So the big question is this: how valid is Janie’s test score?

Here’s what I tell parents when I’m involved with testing: the less similar a child is from their “peer,” or an average American (if it’s a US test) school child of the same age, the less valid the test score.

What is “validity”? The validity of a test indicates that it is truly measuring what it claims to measure. If a child in the UK scores a year behind in a particular area on a UK-normed test, we can safely assume that there is a problem that needs to be addressed – perhaps this child has difficulties in processing certain types of tasks, or perhaps they have missed a lot of school and need remediation. Whatever the cause, we can assume that they are, indeed, performing below expectations.

When a TCK scores below grade or age-level on a test, I do not make the same assumption. I always assume first that low test scores are clues to how a TCK differs from the norming sample, not that they indicate a learning problem.

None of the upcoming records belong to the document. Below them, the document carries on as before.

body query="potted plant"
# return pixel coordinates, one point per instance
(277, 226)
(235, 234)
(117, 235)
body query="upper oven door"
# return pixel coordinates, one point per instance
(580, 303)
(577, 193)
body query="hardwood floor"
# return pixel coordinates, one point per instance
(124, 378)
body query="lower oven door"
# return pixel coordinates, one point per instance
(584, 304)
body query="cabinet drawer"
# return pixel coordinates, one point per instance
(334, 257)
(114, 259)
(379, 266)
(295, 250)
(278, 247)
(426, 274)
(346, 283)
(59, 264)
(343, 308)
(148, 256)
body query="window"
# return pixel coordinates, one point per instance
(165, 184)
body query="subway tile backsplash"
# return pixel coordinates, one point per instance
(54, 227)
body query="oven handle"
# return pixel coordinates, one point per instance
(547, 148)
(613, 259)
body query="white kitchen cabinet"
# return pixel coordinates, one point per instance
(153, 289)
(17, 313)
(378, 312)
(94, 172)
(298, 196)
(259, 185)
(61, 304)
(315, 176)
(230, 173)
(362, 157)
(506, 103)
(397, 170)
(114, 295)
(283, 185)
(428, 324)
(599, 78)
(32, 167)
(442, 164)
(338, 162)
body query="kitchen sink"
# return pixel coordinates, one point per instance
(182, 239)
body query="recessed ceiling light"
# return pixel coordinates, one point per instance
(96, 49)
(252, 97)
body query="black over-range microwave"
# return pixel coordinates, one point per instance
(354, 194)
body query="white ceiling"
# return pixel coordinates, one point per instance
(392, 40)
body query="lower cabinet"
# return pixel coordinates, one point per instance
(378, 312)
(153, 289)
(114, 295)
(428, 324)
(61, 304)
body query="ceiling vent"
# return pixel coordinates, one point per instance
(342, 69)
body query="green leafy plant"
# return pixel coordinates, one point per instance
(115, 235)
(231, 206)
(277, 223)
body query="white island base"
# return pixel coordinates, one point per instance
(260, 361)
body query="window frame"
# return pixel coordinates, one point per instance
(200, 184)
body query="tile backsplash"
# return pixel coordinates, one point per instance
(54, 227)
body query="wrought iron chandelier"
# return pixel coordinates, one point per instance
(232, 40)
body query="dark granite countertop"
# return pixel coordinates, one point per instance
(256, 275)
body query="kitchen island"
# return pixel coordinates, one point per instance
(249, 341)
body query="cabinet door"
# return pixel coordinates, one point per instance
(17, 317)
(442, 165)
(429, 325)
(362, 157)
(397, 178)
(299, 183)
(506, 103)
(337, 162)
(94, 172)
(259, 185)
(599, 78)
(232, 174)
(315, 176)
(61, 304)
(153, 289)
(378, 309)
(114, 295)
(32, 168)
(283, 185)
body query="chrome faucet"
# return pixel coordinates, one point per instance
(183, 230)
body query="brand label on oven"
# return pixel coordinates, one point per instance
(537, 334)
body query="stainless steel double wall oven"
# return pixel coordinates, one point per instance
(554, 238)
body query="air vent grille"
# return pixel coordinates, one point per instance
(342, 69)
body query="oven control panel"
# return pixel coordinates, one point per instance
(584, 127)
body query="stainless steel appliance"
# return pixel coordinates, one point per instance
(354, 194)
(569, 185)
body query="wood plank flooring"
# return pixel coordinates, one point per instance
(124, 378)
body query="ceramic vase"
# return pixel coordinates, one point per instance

As education consultants and leaders in working with our families, we will all develop different tolerances related to testing. Personally, I have a problem when children who are not from the US (and by that I mean that their parents are not from the US) are administered standardized tests from the US. I just feel that there are too many areas in which they significantly differ from the norming sample, and that the sample doesn’t represent their “peers” in any way except that they are human children of the same age.

However, I have colleagues who I highly respect with different tolerances and who have no problem administering tests cross-culturally. These colleagues believe that if a child of any nationality is attending an international school using, for example, an American curriculum, a US-normed test is acceptable. While I may not agree, I can certainly understand their logic.

The important point here is not that we develop absolute opinions. The important thing is that we serve our families well, and that we’re able to help them understand the information that is yielded from test scores.

I enjoy the process of problem-solving low test scores. So, considering again our fictional TCK Janie, let’s say that she had some low test scores (a grade level behind) in spelling and math computation. After discussing this with her parents, we would likely conclude that her spelling is impacted because she operates academically mostly in French. And, after considering a sample of her work from school, we would realize that the differences in math notation between French and US schools were probably what gave Janie problems on the test.

I would ask how Janie is performing in spelling and math in school. If her parents reported that her performance in those areas was good, I would encourage them to not worry at all about these isolated scores on one test. My goal would be to help them see the “big picture” of how Janie was doing academically. They could just continue to supplement Janie’s education as they are already doing, perhaps taking a little extra time with spelling and math. I would encourage them not to believe or act as though Janie is a “bad speller” or that she “struggles with math.” Those words and beliefs are powerful, and not true based on an isolated test score with compromised validity.

I hope that this has helped you as you frame your own practices and beliefs related to educational testing.